To quantify your biological age with the Phenotypic Age calculator, input your data in the Excel file that is embedded within the first paragraph of the following link:

DNAmPhenoAge_gen

In the link above, note that the units for albumin should be g/dL (not mg/dL), and lymphocyte isn’t spelled correctly. I can’t upload a new link-I’d have to upgrade my WordPress account to be able to upload files (which is ridiculous!).

If you’re interested, please have a look at my book!

References

Liu Z, Kuo PL, Horvath S, Crimmins E, Ferrucci L, Levine M. A new aging measure captures morbidity and mortality riskacross diverse subpopulations from NHANES IV: A cohort studyPLoS Med. 2018 Dec 31;15(12):e1002718. doi: 10.1371/journal.pmed.1002718.

Levine ME, Lu AT, Quach A, Chen BH, Assimes TL, Bandinelli S, Hou L, Baccarelli AA, Stewart JD, Li Y, Whitsel EA, Wilson JG, Reiner AP, Aviv A, Lohman K, Liu Y, Ferrucci L, Horvath S. An epigenetic biomarker of aging for lifespan and healthspanAging (Albany NY). 2018 Apr 18;10(4):573-591. doi: 10.18632/aging.101414.

58 thoughts on “Quantifying Biological Age

  1. Johan Knudsen Aardal

    Isn’t this simply a limited view of your “blood age” compared to people eating the Standard American Diet?

    Which doesn’t factor in things like creatine supplementation, whether you worked out the same day as your blood test (potentially increasing CRP) or other confounders.

    Is it saying much beyond than high glucose correlated = bad? Higher albumin = good etc? Where’s LDL particle count for instance, the marker we AFAIK belive is the leading one for development of atherosclerosis?

    Seems like many variables independent of these measurements could point to different biological ages – different tissues could have different biological age profiles.
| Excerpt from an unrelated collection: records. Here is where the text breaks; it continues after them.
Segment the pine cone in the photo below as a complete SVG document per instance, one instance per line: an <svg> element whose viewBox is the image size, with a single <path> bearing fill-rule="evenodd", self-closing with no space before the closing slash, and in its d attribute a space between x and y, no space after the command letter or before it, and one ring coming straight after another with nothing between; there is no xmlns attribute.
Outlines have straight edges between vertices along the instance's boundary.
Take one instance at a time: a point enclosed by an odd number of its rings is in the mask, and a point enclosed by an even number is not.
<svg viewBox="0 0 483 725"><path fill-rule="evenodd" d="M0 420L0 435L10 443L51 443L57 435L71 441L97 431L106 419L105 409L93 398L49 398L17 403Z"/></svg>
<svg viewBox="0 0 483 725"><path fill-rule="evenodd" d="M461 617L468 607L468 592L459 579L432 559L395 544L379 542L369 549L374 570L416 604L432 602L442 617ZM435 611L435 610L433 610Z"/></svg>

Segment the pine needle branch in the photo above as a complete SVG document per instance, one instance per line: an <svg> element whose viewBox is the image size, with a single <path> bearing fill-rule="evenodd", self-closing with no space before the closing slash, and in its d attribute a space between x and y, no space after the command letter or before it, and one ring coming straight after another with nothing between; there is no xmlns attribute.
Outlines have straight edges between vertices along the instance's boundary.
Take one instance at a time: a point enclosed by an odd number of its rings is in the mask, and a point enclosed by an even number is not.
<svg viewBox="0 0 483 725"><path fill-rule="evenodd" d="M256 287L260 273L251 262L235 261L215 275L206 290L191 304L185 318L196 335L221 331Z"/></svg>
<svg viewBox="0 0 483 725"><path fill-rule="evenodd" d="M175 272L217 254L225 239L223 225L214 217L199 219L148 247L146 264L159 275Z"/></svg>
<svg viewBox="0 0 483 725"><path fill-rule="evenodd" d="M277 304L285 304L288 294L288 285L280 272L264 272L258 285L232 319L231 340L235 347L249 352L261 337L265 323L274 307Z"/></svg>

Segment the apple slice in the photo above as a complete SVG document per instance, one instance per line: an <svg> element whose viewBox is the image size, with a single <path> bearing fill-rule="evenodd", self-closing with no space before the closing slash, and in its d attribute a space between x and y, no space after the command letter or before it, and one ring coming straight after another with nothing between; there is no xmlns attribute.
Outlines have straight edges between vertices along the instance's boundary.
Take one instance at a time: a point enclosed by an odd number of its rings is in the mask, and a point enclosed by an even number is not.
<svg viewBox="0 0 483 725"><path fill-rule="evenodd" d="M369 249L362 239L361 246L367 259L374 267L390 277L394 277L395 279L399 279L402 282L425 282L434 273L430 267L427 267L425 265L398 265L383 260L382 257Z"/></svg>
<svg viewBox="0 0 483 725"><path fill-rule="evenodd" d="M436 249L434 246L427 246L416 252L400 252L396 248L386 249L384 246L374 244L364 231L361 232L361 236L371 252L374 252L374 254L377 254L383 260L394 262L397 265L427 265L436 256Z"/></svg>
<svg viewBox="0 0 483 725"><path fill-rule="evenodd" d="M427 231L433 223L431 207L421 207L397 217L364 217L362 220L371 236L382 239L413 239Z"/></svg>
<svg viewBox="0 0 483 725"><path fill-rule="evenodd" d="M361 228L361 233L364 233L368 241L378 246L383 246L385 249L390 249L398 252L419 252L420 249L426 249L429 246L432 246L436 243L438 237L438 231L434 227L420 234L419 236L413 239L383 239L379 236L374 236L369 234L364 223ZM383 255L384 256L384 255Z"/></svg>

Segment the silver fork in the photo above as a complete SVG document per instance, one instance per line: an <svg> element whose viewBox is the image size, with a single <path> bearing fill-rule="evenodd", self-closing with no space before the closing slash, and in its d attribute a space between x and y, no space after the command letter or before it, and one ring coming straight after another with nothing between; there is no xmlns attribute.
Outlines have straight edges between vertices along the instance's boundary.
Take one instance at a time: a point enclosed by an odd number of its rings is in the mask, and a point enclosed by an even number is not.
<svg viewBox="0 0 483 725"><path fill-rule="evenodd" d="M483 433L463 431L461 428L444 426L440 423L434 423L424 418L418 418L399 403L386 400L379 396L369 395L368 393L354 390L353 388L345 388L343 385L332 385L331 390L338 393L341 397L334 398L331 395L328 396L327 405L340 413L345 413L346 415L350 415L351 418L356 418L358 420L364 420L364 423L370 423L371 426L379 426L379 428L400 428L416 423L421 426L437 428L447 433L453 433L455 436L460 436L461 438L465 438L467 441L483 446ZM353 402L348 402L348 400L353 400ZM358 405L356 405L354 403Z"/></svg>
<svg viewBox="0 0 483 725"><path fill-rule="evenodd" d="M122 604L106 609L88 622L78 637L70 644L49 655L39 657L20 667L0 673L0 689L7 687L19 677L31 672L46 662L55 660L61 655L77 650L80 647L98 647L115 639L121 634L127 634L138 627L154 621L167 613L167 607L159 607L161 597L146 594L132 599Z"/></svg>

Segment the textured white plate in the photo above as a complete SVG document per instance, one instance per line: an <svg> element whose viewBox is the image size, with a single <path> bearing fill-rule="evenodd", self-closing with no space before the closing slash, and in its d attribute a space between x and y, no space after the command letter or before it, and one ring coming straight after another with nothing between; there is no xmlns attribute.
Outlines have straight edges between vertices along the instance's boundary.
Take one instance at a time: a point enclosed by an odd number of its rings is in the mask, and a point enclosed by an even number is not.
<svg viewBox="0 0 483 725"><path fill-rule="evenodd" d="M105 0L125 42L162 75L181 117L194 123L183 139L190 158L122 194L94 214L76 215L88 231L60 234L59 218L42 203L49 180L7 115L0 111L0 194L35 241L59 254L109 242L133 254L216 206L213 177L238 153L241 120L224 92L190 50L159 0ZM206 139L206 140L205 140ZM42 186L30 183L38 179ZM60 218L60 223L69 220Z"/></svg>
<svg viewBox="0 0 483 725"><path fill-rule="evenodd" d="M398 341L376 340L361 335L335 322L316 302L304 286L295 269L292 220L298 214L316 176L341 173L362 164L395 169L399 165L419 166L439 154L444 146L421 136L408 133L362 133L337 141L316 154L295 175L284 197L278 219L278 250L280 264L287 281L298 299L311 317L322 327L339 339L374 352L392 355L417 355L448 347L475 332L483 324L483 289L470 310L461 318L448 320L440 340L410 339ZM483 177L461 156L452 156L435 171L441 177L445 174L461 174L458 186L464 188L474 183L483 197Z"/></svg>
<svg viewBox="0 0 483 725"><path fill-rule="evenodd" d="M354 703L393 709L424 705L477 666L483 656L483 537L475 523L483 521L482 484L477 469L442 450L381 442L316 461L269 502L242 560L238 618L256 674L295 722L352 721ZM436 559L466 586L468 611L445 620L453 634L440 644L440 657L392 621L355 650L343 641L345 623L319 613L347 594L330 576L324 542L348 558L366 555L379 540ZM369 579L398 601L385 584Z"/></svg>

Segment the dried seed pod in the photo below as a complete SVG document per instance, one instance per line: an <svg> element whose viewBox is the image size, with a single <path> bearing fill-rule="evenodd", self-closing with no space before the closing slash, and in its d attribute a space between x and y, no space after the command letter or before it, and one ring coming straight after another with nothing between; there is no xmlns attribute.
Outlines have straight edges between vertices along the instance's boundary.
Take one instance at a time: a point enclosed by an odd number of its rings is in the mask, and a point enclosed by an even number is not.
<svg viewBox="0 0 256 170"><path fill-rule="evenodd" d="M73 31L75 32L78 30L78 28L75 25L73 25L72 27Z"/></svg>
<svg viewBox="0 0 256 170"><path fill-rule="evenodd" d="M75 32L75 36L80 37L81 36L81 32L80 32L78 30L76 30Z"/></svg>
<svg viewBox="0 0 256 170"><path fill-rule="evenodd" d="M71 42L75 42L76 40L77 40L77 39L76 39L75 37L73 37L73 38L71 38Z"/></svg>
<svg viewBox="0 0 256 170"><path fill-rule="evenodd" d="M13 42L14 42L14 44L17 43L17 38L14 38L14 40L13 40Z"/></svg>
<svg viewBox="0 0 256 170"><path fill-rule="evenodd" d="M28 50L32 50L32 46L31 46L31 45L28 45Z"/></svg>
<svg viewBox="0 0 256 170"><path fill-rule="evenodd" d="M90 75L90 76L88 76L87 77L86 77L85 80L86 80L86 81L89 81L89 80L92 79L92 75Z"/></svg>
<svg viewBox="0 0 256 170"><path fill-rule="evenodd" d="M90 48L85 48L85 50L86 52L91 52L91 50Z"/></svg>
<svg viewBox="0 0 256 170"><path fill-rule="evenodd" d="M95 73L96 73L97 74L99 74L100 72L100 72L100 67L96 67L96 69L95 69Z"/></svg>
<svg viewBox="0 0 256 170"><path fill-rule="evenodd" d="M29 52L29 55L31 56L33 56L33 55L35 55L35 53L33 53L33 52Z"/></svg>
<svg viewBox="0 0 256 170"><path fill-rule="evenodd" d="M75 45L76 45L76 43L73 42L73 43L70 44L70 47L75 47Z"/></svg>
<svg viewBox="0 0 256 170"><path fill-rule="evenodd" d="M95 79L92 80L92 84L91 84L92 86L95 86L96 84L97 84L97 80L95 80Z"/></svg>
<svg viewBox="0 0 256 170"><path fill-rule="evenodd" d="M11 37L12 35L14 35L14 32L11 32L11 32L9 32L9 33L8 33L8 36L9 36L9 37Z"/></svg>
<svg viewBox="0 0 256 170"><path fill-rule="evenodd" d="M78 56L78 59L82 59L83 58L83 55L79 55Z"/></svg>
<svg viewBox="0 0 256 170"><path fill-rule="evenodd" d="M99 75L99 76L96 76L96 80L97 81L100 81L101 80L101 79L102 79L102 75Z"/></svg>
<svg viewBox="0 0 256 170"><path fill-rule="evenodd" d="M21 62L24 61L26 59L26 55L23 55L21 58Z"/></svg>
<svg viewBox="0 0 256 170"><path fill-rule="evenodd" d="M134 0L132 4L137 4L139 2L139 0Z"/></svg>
It doesn’t seem useful to generate an overall biological age score just from this, it feels dishonest to me.

    Good to see more research done on blood biomarkers which could help us optimize them, but I do feel the results are being oversold. I remember changing one factor in the aging.ai calc 50% resulting in a ~20 year biological age difference. Not an expert on this topic, so consider these lay observations.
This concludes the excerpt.